Classification of Images on Internet by Visual and Textual Information

Theo Gevers and Frank Aldershoff
Faculty of Science, University of Amsterdam Kruislaan 403, 1098 SJ Amsterdam, The Netherlands

Keywords: WWW, HTML, image search engines, Internet image classification, supervised learning, combining textual/image features, image databases

In this paper, we study computational models and techniques to combine textual and image features for classification of images on Internet. A framework is given to index images on the basis of textual, pictorial and composite (textual-pictorial) information. The scheme makes use of weighted document terms and color invariant image features to obtain a high-dimensional similarity descriptor to be used as an index. Based on supervised learning, the k-nearest neighbor classifier is used to organize images into semantically meaningful groups of Internet images.
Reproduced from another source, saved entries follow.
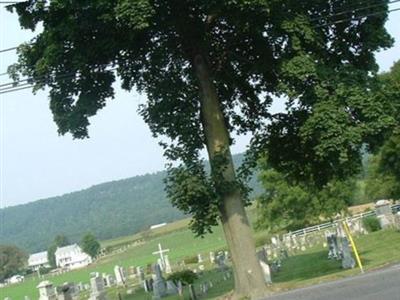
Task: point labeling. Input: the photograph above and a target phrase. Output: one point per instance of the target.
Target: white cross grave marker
(161, 252)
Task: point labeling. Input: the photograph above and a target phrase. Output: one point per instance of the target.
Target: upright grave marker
(161, 252)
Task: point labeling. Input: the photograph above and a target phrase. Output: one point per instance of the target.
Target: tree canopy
(211, 68)
(285, 205)
(59, 241)
(90, 245)
(317, 56)
(12, 261)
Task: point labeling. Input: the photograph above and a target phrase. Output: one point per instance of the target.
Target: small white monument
(119, 275)
(161, 261)
(266, 271)
(168, 268)
(97, 288)
(46, 291)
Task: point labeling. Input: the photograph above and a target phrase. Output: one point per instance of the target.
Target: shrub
(371, 224)
(186, 277)
(190, 260)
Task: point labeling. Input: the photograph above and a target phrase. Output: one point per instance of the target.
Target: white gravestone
(119, 275)
(199, 258)
(161, 261)
(46, 291)
(266, 271)
(212, 257)
(168, 268)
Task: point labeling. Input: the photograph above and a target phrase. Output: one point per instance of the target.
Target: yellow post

Internet images are first classified into photographical and synthetical images. After classifying images into photographical and synthetical (artwork) images, we further classify photographical images into portraits (i.e. the image contains a substantial face) and non-portraits. Further, synthetical images are classified into button and non-button images.

Experiments have been conducted on a large set of images down loaded from Internet evaluating the accuracy of combining textual and pictorial information for classification. From the experimental results it is concluded that for classifying images into photographic/synthetic classes, the contribution of image and textual features is equally important. Consequently, high discriminative classification power is obtained based on composite information. Classifying images into portraits/non-portraits shows that pictorial information is more important then textual information. This is due to the inconsistent textual image descriptions, such as surnames, assigned to portrait images which we found on Internet. Hence, only marginal improvement in performance is achieved by using composite information for classifying into portrait and non-portrait classes. Extensions have been made by adding a list of surnames in the training set enhancing the classification rate significantly.